You'll see one day when you move out. Just sorta happens one day and it's gone. You feel like you can never get it back. It's like you feel homesick for a place that doesn't even exist. Maybe it's like this rite of passage, you know? You won't ever have that feeling again until you create a new idea of home for yourself. You know, for ..You're your kids. For the family you start. It's like a cycle or something. I don't know. But I miss the idea of it, you know? Maybe that's all family really is. A group of people that miss the same imaginary place.

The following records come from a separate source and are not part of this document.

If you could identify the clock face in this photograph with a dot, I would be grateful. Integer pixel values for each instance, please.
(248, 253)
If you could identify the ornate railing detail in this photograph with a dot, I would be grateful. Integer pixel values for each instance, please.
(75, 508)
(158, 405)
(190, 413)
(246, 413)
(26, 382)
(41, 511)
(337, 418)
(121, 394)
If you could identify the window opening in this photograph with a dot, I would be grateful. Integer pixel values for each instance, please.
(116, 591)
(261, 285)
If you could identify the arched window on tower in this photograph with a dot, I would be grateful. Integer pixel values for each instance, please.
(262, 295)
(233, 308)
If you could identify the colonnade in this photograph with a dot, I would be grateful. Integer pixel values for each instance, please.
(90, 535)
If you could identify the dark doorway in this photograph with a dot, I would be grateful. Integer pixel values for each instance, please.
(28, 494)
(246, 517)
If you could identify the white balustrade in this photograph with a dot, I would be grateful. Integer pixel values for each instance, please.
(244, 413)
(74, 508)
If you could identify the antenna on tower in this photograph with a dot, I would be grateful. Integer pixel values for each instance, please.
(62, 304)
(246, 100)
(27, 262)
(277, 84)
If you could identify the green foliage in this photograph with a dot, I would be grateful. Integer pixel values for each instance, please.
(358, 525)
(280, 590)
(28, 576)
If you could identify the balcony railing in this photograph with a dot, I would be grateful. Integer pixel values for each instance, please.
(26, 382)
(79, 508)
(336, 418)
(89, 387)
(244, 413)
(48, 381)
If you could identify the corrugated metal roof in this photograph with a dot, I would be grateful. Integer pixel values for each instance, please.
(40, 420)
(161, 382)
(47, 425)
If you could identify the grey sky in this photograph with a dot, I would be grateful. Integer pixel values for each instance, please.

Home has always been where my family is. Where the people i love the most are together within a secluded place where we can be ourselves, not be judged, not try to be something we're not. It just feels right; away from the pressures of the world and trying to fit in and trying to be successful. This concept of home has been ingrained in me for so long that i love it and can't picture myself shifting to some alternate definition of home. But lately I've been wondering, can 'home' be found with a person? As scary as it sounds, I think it can be found with someone you can be yourself with, it becomes like a perfect ideal. My new internship is with the management/licensing company that represents Ingrid Michaelson. I've been listening to her CD pretty much 24/7 and her song "Are We There Yet?" basically summarizes everything i've been feeling...

They say that home is where the heart is.
I guess I haven't found my home,
and we keep driving round in circles
afraid to call this place our own

and are we there yet?
home, home, home.

where you, lie on the rug. and I, play with the dog.


as simple as it is; i hope that is my future home. to be content, in someone else's presence forever.